A Plan for Escape

April 8 - May 21 2011

It is a great pleasure for Galleri Nicolai Wallner to present A Plan for Escape, our third exhibition with Danish artist Jakob Kolding.

The exhibition takes its title from a 1945 novel by Adolfo Bioy Casares. The novel takes place on an island of a French penal colony where the protagonist Henri Nevers, against his will, has been sent to fulfill an unspecified role in the running of the prison. The plan for escape simultaneously refers to the central figure’s plan to escape the island and return to France and the prisoners’ supposed plan to flee the prison. The escape plan also refers to a third mysterious plan by the governor of the island to alter the perceptions of the prison inmates through experiments on the nervous system. Although confined to their cells, the prisoners who undergo these synaptic surgeries will think they are actually free on a fantasy island. They will perceive colour as dimension, understanding yellow, blue and red as length, width and height respectively. Minimal, eternally slow movements will feel like great strides and they will be able to communicate, and even touch, at a distance and through walls. Their cells painted in purely abstract colour patterns will seem like the island of their dreams.

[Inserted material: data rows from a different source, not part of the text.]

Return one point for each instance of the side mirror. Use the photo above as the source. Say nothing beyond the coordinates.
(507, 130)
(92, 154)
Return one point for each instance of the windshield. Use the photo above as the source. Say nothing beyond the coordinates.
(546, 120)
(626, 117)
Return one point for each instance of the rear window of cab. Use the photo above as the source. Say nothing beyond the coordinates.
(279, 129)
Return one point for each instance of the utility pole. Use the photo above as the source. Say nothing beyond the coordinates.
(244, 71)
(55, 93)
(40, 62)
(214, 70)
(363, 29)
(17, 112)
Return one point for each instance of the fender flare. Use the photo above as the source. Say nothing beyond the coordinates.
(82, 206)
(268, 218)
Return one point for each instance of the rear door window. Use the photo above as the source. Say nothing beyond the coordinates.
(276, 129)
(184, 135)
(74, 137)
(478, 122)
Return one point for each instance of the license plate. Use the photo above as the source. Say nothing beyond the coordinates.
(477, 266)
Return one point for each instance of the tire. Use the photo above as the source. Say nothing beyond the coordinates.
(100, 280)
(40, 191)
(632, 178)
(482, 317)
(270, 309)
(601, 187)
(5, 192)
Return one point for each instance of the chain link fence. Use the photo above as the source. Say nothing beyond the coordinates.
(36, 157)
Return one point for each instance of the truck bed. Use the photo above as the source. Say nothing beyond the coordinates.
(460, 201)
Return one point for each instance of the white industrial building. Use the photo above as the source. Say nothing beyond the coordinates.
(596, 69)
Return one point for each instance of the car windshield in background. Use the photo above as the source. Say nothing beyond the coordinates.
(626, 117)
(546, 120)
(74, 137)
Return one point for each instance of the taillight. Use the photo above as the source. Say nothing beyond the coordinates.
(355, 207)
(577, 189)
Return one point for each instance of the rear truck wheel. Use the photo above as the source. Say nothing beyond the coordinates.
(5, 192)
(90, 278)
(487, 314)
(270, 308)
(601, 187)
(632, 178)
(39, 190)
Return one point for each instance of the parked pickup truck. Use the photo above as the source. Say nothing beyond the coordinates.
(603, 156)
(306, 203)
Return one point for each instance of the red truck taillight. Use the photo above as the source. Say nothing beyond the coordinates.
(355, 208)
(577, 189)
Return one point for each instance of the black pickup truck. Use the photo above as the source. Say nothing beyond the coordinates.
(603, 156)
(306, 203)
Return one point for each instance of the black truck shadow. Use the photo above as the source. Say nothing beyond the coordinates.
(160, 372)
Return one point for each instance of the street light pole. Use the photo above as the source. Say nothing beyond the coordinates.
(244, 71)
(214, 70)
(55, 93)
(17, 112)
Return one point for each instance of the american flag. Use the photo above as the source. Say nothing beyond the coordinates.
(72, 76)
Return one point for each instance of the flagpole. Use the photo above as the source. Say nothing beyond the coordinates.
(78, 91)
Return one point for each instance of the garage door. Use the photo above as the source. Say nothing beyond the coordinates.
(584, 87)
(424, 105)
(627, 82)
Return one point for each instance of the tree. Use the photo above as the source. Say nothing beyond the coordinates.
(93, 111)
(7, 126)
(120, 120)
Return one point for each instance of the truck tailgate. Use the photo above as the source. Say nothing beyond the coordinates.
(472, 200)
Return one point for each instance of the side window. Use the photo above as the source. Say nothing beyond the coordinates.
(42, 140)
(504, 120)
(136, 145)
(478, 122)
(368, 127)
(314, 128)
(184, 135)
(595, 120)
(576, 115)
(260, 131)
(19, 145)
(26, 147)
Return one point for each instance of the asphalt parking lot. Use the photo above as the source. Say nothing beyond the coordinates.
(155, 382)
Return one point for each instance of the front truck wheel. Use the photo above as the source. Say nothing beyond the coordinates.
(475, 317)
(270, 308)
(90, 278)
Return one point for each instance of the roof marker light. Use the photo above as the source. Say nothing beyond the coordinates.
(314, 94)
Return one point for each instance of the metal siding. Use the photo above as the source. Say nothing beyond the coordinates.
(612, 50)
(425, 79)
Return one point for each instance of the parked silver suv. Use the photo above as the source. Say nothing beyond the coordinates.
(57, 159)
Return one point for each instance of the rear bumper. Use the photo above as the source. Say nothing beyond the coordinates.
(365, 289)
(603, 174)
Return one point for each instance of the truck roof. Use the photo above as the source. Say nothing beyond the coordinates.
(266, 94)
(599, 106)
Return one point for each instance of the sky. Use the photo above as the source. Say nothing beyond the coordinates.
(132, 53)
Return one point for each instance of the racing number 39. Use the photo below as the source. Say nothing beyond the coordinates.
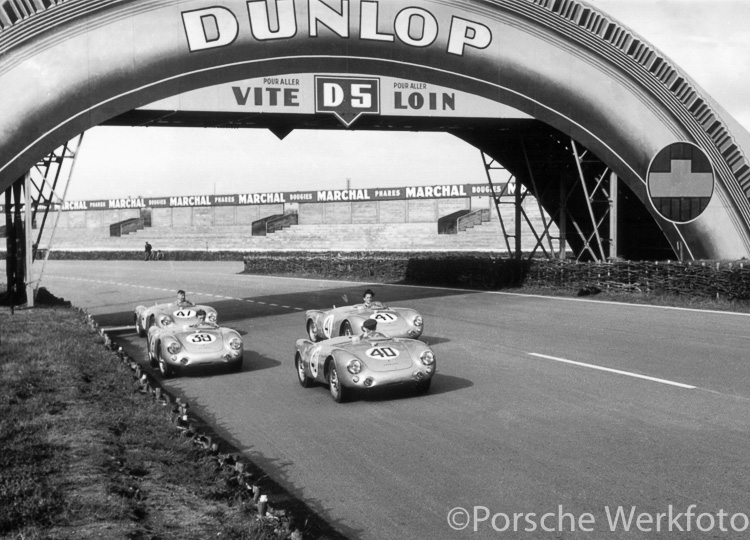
(200, 338)
(382, 352)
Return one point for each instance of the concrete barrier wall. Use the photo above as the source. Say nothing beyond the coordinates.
(359, 212)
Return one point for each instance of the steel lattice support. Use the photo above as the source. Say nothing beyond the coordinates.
(41, 194)
(575, 197)
(596, 239)
(520, 216)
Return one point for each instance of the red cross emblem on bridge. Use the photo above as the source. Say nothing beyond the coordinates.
(680, 182)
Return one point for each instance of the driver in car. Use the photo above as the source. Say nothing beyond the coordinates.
(182, 301)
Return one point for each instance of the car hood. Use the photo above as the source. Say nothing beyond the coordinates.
(382, 355)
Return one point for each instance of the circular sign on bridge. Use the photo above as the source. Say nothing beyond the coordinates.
(680, 182)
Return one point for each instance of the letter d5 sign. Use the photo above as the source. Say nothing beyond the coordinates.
(347, 97)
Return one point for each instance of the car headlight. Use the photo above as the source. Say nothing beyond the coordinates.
(354, 366)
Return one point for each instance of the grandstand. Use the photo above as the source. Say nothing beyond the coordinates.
(391, 224)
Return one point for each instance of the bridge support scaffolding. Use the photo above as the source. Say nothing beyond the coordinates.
(40, 188)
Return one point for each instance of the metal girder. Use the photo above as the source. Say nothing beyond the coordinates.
(598, 204)
(55, 169)
(40, 186)
(521, 193)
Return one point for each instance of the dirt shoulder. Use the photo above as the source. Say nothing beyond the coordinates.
(88, 451)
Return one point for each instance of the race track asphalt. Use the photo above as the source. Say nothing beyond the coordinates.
(547, 417)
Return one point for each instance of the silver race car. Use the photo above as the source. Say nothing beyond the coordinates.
(178, 348)
(347, 320)
(165, 315)
(349, 363)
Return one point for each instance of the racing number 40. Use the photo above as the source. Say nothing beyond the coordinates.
(383, 352)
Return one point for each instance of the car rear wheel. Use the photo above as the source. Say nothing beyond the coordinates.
(338, 392)
(346, 329)
(149, 356)
(311, 331)
(302, 377)
(164, 369)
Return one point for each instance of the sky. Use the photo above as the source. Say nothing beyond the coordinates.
(707, 39)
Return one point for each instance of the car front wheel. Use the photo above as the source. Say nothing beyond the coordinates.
(338, 392)
(311, 331)
(164, 369)
(138, 328)
(302, 377)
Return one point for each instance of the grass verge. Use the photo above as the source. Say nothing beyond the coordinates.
(83, 453)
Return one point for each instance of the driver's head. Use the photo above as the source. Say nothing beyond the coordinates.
(369, 326)
(368, 296)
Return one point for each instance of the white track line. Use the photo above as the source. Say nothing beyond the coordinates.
(610, 370)
(191, 293)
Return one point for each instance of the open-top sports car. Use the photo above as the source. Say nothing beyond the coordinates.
(349, 363)
(180, 347)
(347, 320)
(164, 315)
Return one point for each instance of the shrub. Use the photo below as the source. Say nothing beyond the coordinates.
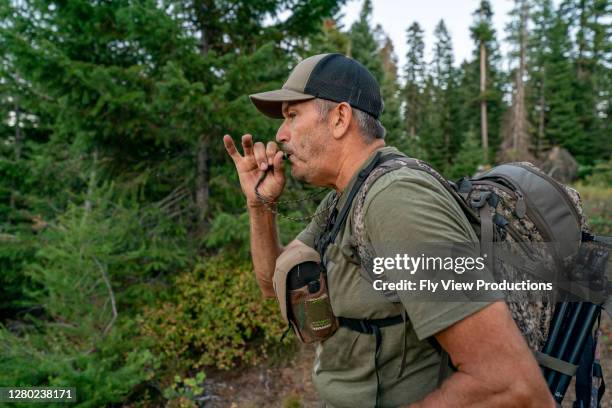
(216, 318)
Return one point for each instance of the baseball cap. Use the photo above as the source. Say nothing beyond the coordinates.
(334, 77)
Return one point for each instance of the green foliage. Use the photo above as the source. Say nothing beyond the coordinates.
(216, 317)
(187, 388)
(469, 157)
(116, 276)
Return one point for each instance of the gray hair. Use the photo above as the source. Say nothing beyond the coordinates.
(369, 127)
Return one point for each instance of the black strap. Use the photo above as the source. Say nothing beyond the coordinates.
(366, 326)
(372, 326)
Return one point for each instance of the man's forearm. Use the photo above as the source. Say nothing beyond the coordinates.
(265, 246)
(464, 390)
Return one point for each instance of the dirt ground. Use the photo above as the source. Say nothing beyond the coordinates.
(289, 385)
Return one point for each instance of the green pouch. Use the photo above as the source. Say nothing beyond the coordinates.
(311, 313)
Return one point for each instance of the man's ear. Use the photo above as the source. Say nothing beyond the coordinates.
(341, 117)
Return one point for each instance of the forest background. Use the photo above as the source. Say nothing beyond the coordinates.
(124, 256)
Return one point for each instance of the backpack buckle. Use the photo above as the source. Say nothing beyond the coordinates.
(481, 200)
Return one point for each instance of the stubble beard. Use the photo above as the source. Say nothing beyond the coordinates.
(311, 150)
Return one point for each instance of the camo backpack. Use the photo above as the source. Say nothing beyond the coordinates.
(515, 203)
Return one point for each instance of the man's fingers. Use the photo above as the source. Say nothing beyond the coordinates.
(279, 164)
(247, 145)
(271, 149)
(228, 142)
(260, 155)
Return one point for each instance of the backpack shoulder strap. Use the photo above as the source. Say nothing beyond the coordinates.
(393, 162)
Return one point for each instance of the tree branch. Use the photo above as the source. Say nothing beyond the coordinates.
(111, 295)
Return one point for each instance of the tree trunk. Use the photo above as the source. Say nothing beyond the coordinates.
(91, 184)
(202, 191)
(540, 123)
(483, 101)
(18, 147)
(519, 125)
(18, 134)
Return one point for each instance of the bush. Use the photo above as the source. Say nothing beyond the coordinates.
(216, 318)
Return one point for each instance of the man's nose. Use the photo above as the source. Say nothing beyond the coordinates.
(282, 134)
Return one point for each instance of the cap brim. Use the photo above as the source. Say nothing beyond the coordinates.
(271, 103)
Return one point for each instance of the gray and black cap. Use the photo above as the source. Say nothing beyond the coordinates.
(334, 77)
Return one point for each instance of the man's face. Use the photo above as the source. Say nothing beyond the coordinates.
(305, 138)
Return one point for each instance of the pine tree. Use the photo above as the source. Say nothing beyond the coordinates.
(445, 136)
(391, 117)
(591, 93)
(539, 57)
(483, 70)
(364, 47)
(482, 32)
(414, 74)
(370, 47)
(563, 122)
(516, 143)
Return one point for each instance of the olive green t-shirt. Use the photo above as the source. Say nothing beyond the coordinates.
(404, 205)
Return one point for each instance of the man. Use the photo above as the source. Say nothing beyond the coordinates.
(331, 105)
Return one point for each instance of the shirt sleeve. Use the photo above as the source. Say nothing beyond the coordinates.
(409, 208)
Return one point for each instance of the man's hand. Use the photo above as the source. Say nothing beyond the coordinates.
(495, 368)
(256, 160)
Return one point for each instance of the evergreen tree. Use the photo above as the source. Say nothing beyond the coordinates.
(563, 122)
(414, 75)
(516, 143)
(390, 89)
(445, 137)
(592, 86)
(364, 47)
(485, 71)
(370, 47)
(539, 57)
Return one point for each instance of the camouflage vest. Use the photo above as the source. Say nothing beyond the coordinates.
(513, 202)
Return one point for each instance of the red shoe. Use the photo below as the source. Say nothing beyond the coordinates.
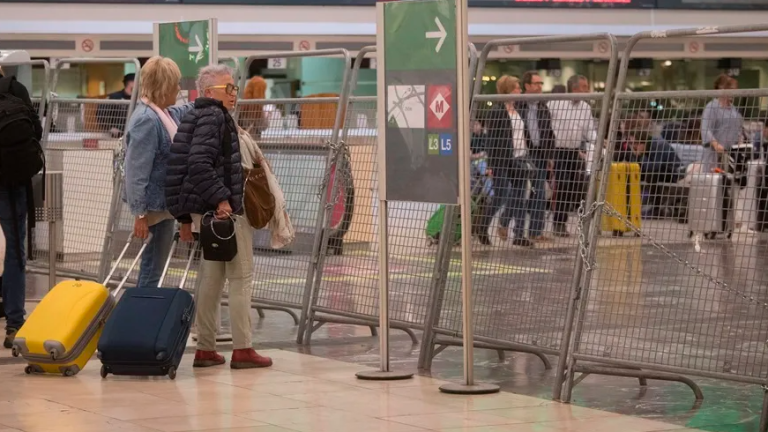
(248, 359)
(207, 359)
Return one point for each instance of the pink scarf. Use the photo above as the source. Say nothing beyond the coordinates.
(170, 126)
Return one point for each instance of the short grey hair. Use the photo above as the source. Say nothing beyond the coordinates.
(574, 81)
(208, 74)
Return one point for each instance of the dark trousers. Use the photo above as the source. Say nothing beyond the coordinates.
(569, 183)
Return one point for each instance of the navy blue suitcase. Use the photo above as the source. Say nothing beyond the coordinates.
(147, 332)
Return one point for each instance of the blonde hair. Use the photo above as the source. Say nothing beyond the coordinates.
(160, 78)
(506, 84)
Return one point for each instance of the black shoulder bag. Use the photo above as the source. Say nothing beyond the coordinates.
(217, 236)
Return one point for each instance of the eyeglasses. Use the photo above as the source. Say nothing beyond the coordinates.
(229, 88)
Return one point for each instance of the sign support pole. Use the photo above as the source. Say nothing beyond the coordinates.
(384, 373)
(468, 387)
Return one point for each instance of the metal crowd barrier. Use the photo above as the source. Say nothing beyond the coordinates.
(300, 139)
(346, 289)
(79, 143)
(702, 309)
(527, 313)
(584, 299)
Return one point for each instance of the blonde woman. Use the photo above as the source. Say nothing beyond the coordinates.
(148, 138)
(507, 160)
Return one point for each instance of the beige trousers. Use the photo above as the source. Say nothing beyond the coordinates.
(239, 274)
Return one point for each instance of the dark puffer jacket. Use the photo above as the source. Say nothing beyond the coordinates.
(195, 176)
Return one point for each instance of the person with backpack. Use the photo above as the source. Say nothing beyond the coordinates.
(21, 158)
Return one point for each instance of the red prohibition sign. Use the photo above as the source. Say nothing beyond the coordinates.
(87, 45)
(693, 47)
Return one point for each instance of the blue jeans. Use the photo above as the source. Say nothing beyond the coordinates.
(14, 278)
(156, 254)
(513, 201)
(537, 204)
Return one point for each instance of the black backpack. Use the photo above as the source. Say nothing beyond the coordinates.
(21, 155)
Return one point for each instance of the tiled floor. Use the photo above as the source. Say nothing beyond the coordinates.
(301, 393)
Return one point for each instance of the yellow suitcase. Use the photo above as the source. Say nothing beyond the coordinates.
(61, 334)
(623, 194)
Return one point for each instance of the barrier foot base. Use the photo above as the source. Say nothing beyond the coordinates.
(481, 388)
(383, 376)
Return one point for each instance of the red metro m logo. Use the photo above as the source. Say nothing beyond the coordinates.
(439, 107)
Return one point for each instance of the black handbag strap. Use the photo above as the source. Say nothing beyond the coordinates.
(227, 149)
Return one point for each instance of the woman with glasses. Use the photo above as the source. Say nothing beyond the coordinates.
(205, 176)
(148, 139)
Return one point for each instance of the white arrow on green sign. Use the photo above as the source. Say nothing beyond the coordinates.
(441, 34)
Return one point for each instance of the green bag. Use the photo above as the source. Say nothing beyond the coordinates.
(435, 225)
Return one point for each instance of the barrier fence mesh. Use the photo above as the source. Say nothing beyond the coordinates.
(84, 150)
(522, 218)
(686, 290)
(349, 285)
(293, 134)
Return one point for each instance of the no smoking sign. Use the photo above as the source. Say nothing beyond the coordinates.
(87, 45)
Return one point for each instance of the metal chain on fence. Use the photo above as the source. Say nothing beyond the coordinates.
(339, 152)
(606, 208)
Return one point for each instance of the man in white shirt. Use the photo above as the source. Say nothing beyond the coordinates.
(575, 136)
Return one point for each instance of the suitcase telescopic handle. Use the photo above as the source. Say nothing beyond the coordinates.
(124, 280)
(188, 266)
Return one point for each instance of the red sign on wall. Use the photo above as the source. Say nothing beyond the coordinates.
(439, 107)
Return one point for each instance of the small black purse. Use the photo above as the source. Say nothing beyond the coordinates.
(217, 238)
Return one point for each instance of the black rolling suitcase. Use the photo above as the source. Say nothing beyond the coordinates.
(147, 332)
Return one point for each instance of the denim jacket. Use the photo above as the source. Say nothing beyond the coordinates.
(147, 146)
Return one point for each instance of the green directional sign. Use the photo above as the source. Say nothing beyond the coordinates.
(420, 35)
(191, 44)
(417, 92)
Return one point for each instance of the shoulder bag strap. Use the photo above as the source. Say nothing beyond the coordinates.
(227, 149)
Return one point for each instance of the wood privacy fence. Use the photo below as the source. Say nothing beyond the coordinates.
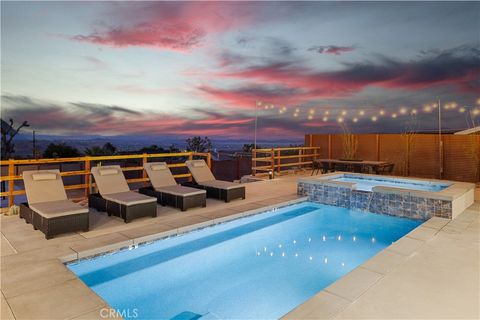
(79, 168)
(450, 157)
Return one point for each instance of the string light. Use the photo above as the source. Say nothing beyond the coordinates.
(427, 108)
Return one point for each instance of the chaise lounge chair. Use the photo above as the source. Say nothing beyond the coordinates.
(218, 189)
(168, 192)
(48, 208)
(115, 196)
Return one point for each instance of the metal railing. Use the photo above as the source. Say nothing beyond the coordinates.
(13, 173)
(269, 161)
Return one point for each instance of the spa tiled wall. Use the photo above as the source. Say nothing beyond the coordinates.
(402, 205)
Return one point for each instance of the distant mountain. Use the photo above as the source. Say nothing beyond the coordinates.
(24, 145)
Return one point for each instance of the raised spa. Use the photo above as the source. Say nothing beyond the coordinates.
(258, 267)
(405, 197)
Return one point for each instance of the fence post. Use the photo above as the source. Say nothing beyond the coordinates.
(87, 177)
(329, 146)
(272, 157)
(279, 161)
(209, 160)
(11, 182)
(254, 162)
(190, 157)
(144, 162)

The new works in the exhibition present a similar union of physical, political, ideal and abstract space. In often humorous ways they emphasize viewing these different spatial categories as inseparable parts of each other, weaving together new possible landscapes and narratives. It is not space as a static physical construct but as movement, process and interrelations with no fixed viewpoint. While this has always been a crucial part of Kolding’s work, here there is an increased interest in examining mental and abstract space as potential means for a temporary “escape” to enable possibilities of  re-negotiating and re-viewing physical, political and social space.

Jakob Kolding has exhibited in numerous museums and institutions in Europe and North America. These include The Stedelijk Museum (Amsterdam), The Frankfurter Kunstverein (Frankfurt), Kunstverein (Hamburg), CCA Wattis Institute for Contemporary Arts (San Francisco), The Museum of Contemporary Art (San Diego), and The University of Michigan Museum of Art (Ann Arbor).  He is included in several public collections including The Museum of Modern Art in New York, Stedelijk Museum in Amsterdam, and Österreichischse Galerie Belvedere in Vienna.